Sabiá, do Chico, foi estupidamente vaiada num desses festivais. É uma canção de alguém no exílio, banido e longe de casa. Na melodia suave de Jobin, o tom dolorido de uma alma proscrita. Quem se lembra dos generais, tantos anos depois? Não é incrível que um Sabiá resistisse ao silêncio imposto pelos impostores? Você quer ouvir? Convidei Elis. Quando essa mulher canta, todo passarinho para e silenciosamente ouve.
” A saudade dói como um barco que aos poucos descreve um arco e evita atracar no cais” (Chico)

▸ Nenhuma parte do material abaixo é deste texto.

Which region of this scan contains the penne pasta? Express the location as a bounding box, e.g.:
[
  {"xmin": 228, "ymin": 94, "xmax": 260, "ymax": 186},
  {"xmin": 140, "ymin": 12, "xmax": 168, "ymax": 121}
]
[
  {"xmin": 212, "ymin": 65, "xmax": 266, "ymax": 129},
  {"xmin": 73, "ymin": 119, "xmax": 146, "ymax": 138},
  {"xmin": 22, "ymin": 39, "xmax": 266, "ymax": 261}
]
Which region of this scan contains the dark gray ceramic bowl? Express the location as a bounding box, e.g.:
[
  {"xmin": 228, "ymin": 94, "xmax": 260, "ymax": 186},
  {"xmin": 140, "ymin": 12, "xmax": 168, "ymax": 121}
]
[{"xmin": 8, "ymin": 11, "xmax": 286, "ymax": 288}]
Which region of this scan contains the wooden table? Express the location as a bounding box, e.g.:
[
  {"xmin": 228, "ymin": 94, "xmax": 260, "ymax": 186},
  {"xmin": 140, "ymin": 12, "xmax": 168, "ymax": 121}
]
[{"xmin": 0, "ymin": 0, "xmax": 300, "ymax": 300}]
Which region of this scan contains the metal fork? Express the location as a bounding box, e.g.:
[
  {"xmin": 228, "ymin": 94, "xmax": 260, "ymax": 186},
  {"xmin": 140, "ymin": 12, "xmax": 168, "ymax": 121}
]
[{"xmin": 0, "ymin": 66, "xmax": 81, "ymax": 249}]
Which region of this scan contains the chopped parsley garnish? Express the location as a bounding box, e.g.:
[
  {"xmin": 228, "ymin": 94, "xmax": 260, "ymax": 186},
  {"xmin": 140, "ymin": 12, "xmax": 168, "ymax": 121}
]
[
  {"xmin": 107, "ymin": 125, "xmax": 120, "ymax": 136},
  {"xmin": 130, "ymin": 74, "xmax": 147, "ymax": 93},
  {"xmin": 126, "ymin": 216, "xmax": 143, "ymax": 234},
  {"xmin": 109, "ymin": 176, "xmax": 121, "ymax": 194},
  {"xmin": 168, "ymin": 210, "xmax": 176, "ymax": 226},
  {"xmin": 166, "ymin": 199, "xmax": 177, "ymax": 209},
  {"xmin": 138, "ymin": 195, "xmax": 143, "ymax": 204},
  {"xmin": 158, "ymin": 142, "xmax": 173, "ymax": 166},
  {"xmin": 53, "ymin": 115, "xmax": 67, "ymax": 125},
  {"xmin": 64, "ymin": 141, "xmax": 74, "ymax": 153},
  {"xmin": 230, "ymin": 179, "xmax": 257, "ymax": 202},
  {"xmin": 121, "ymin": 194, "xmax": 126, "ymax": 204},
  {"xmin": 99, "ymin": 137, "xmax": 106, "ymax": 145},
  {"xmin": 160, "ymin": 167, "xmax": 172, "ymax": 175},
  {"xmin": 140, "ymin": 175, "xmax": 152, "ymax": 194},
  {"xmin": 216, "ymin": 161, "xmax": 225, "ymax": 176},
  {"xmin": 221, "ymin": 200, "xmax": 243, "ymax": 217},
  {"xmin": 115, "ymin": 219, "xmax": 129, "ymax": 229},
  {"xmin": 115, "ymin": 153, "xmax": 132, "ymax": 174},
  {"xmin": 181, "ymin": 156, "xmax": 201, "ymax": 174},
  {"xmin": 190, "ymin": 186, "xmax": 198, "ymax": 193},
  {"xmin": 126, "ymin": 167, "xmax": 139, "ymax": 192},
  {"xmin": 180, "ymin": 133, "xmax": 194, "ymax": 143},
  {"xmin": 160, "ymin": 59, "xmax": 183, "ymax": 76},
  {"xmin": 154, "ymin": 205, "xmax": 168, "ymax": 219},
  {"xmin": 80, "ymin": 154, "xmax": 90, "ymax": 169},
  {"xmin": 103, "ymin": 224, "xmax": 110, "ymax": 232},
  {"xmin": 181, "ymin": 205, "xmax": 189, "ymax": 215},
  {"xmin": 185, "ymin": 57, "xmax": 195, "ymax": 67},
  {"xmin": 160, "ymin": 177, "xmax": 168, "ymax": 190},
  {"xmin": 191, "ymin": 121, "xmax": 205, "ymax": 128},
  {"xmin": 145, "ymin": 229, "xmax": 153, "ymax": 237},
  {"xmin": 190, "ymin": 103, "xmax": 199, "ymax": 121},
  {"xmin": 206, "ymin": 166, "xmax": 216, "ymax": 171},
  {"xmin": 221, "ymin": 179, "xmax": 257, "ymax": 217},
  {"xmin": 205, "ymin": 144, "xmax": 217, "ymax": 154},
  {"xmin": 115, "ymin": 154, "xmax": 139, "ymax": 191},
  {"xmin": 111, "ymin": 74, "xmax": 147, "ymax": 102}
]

A ilustração é de um artista que tem como primeiro nome Adão. É tudo o que sei dele, achei bonita a imagem que -de imediato- me levou para a mais bela tradução de saudade que conheço. A palavra é linda e bem poucas culturas são capazes de traduzir em letras este sentimento. Não é um “sinto sua falta” e tão pouco se refere a um vazio. Saudade é mais cruel do que sentir falta e não pode ser um vazio justamente porque nos preenche. Chico, que é o Chico, nos mostrou em “Pedaço de Mim” tudo o que a saudade devasta, chora, implora ou sorri. Saudade não é triste, é um pedaço como sugere o título da canção, o que torna Buarque de Hollanda um sujeito a ser visto, ouvido e dito buana, buana. Importante não confundir melancolia (mais reflexiva, como um pensamento numa cadeira de balanço) com saudade, uma anti-ponte, que nos reafirma o desligamento do que vivemos a partir de algo ou partilhamos em algum momento com alguém. Há quem sofra de saudade do cachorro, de um determinado tempo, dos Beatles ou do Médice. Mente quem diz que não tem saudade de nada. Não sabe, mas tem. Da infância, do jeito que ele ou ela sorriam, dos filhos pequenos no colo e deles grandes na escola. Saudade são as Mães da Praça de Maio, pedindo seus anjos em praça pública. Passou tanto tempo, mas quem se importa? Saudade se alimenta dos dias de falta. Saudade não é voltar no tempo. É saber que o tempo não volta. Os passeios naquela rua, o encontro entusiasmado, um casal de namorados, a conversa longa, o entendimento fácil, que saudade te acompanha? Uma dancinha, o jeitinho de menina, o futebol de rua, o frio na barriga na primeira vez de um tobagã, a cozinha de casa, a fumaça da lenha, um carrinho de rolimã. O primeiro prêmio, a bicicleta branca, uma vida franca é cheia de saudades porque segue, é inerente. A ilustração de Adão mostra um homem sem face, num barquinho frágil no meio do oceano. As cores não são nítidas e a falta do sol indica fim de tarde. É uma boa hora para sentir saudade.